Gill's first job in Alaska was as a newspaper writer. One of her first assignments was to cover the first Alaskan Iditarod dog-sled race, a 1,150-mile trek from Anchorage to Nome. Back at her typewriter, she recalled the sights, smells and sounds of the race.

"Being a writer is the best job in the world," she told two assemblies of pupils. "That's what a writer does. They sit back at a typewriter, close their eyes, and they imagine - what would it be like out there?"

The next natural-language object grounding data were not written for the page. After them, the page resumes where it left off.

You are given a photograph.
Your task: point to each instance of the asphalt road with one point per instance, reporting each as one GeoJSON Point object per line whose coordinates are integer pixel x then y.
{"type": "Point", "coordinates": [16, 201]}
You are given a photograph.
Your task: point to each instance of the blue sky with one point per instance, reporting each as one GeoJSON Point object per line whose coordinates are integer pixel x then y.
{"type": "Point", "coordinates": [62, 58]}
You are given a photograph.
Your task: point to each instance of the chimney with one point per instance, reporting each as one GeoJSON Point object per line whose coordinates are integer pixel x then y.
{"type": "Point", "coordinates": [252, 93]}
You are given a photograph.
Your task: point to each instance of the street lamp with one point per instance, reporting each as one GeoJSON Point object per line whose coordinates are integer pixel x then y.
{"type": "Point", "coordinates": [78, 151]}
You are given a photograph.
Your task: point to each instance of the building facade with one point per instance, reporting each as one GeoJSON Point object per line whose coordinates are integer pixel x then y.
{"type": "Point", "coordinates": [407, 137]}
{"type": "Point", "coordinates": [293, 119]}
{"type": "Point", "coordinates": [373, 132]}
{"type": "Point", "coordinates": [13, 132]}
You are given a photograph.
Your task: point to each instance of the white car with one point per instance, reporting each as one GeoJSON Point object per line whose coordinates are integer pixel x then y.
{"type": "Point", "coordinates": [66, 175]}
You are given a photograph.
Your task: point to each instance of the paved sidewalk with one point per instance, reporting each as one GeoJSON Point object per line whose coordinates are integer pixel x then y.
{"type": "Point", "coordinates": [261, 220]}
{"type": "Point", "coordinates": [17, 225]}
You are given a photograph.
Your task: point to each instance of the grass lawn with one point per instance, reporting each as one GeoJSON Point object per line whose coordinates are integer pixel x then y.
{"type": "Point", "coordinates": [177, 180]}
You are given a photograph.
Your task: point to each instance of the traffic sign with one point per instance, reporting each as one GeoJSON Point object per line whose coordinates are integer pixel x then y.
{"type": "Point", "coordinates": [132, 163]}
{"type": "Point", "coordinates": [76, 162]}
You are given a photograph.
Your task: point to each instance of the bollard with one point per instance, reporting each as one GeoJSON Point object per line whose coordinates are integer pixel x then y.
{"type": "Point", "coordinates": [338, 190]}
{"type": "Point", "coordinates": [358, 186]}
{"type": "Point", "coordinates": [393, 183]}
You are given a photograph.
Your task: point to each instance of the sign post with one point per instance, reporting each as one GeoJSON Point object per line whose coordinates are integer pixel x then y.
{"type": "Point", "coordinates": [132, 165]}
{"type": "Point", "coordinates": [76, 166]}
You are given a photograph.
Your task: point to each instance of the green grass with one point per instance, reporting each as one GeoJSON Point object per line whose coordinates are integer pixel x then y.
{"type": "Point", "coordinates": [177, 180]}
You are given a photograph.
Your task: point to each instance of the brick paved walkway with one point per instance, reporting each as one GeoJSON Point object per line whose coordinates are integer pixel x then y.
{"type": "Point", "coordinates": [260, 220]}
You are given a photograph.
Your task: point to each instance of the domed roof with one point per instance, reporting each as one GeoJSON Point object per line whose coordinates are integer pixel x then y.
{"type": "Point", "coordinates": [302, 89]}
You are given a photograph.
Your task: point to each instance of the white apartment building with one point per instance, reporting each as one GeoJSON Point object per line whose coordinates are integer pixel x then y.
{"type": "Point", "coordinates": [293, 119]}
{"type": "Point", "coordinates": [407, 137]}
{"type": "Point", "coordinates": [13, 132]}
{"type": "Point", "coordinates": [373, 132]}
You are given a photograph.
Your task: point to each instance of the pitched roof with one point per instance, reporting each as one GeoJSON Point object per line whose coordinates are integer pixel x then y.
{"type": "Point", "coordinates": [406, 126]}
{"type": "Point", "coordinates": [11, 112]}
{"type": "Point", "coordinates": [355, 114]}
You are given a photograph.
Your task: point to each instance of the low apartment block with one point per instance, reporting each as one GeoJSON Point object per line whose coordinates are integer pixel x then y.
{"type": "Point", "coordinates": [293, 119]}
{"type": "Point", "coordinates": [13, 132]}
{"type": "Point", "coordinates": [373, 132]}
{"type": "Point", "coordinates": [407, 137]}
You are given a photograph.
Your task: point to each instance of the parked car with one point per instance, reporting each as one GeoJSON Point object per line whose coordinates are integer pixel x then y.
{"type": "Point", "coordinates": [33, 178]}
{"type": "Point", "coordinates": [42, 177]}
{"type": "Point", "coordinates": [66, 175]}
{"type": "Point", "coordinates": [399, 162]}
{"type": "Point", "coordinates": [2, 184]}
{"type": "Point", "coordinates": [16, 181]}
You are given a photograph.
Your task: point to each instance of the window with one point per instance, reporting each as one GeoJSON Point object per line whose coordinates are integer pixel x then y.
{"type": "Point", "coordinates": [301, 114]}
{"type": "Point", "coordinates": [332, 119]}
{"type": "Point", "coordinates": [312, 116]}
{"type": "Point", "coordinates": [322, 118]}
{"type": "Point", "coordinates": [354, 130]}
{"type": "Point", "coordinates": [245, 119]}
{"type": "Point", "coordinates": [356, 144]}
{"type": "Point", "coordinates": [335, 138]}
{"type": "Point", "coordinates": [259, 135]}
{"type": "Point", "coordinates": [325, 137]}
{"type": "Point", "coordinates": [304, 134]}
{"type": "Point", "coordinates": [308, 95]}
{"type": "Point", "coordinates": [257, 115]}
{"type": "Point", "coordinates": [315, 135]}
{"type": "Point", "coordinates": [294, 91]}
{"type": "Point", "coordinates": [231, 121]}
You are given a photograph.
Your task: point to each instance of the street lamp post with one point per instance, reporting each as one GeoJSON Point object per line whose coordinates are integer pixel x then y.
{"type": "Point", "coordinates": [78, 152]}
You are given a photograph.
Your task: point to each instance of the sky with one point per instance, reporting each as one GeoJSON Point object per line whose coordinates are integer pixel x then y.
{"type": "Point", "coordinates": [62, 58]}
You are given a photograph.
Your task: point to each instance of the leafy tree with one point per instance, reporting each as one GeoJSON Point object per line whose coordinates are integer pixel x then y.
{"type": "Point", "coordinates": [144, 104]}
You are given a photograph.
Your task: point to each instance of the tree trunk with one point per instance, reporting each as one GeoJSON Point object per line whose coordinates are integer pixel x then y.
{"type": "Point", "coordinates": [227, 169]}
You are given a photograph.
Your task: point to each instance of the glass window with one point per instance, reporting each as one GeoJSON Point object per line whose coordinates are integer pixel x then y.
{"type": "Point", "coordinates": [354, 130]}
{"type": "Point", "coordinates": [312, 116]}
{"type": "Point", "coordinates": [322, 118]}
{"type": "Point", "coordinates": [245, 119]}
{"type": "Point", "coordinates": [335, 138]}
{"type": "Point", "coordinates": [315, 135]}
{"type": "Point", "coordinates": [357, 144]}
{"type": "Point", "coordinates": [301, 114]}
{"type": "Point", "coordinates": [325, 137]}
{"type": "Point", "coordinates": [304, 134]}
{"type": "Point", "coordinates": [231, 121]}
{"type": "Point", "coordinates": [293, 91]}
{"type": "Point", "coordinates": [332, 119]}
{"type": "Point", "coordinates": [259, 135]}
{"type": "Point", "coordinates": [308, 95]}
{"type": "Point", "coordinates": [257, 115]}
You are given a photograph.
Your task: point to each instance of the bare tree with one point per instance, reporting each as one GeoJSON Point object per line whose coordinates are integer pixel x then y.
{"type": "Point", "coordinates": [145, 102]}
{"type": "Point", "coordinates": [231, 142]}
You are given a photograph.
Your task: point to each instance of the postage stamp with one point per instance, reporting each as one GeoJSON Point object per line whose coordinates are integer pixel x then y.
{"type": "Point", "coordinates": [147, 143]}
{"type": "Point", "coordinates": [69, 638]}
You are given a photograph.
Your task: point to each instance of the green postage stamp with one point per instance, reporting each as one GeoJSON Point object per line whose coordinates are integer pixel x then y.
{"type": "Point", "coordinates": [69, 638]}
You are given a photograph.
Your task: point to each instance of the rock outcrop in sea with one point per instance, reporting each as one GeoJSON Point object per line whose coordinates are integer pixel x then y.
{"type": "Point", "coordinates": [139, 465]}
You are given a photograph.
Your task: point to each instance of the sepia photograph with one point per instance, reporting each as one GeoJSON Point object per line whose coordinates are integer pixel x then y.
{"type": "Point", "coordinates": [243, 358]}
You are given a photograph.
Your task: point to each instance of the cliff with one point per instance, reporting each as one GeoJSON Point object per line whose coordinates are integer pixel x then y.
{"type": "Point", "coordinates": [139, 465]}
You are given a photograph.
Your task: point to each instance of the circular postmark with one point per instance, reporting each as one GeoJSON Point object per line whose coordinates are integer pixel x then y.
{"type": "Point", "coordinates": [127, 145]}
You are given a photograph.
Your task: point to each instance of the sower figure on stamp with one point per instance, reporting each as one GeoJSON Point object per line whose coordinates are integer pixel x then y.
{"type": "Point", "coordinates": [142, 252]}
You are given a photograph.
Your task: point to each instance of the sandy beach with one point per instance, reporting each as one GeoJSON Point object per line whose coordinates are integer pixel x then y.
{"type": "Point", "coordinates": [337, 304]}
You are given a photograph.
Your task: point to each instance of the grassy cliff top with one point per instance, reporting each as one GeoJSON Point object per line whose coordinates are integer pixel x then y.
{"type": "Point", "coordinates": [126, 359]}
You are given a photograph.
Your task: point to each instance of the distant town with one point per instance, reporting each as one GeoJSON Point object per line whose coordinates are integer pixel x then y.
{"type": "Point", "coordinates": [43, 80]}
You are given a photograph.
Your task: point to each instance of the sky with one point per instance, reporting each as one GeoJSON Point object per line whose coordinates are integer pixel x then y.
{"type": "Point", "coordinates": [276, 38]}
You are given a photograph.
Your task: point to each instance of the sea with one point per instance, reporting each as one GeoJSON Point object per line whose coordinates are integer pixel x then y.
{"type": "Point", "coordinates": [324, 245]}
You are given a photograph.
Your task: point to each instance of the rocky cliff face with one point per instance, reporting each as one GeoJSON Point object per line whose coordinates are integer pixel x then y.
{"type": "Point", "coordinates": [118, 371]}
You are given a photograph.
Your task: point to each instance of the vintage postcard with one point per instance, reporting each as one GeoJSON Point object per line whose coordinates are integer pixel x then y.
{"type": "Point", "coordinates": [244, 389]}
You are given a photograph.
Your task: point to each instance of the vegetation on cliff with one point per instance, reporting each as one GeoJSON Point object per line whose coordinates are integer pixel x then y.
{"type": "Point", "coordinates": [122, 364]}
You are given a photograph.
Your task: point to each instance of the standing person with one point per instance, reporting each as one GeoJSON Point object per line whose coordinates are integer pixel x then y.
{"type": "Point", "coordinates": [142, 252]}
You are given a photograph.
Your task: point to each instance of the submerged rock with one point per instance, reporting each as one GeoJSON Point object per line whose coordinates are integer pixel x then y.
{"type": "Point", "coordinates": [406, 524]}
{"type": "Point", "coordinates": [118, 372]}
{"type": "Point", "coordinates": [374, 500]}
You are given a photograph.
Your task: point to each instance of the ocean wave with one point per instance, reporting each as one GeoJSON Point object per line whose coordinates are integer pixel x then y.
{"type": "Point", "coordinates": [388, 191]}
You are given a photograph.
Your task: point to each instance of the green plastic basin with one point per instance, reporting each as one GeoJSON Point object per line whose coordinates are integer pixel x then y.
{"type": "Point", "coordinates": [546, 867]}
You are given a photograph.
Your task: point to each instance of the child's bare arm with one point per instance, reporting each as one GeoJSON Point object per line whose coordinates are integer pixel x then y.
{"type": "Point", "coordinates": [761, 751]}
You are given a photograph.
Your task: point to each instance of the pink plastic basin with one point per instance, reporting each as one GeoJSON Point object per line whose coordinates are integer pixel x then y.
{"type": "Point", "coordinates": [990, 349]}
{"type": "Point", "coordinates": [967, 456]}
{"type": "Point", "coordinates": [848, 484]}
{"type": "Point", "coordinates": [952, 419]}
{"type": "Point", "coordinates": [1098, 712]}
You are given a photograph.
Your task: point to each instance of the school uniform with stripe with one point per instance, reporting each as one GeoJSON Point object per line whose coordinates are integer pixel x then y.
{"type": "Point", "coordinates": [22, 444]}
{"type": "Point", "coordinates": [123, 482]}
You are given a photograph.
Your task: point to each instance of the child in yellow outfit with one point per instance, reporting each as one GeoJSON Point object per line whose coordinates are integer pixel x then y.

Rather than wonder forever what the dogs and racers experience on their journey through Alaska's snow-filled countryside, Gill decided to run the race herself. She became one of the first women to enter, spending about 19 days on the trail and sleeping for only one hour at a time - on top of her sled.

Though she came in 29th, Gill couldn't have been happier with her experience. Now she had the descriptions she would use in her children's books - how 20 degrees below zero felt, how loud the dogs could be when they all met up at a checkpoint.

But her favorite part of running the Iditarod, she told the pupils, was learning about the dogs and all Alaska's other "critters," as she affectionately calls them.

That shows in every book she writes, where animals are as much a part of the story as the human beings, and where the critters become her vehicle for sharing the history of the Alaskan people.

Cundiff students have learned more concretely about Alaska from Gill's visit than they could have from a text. The giant leg bone she brought from the extinct woolly mammoth will be remembered long after she's back in the North Country.

Said third-grader Mitchel Eakin, "I liked [Gill's talk], because she had those dinosaur bones and fossils and things. . . . I learned about the animals and things . . . and the people are different than us. I love the critters!"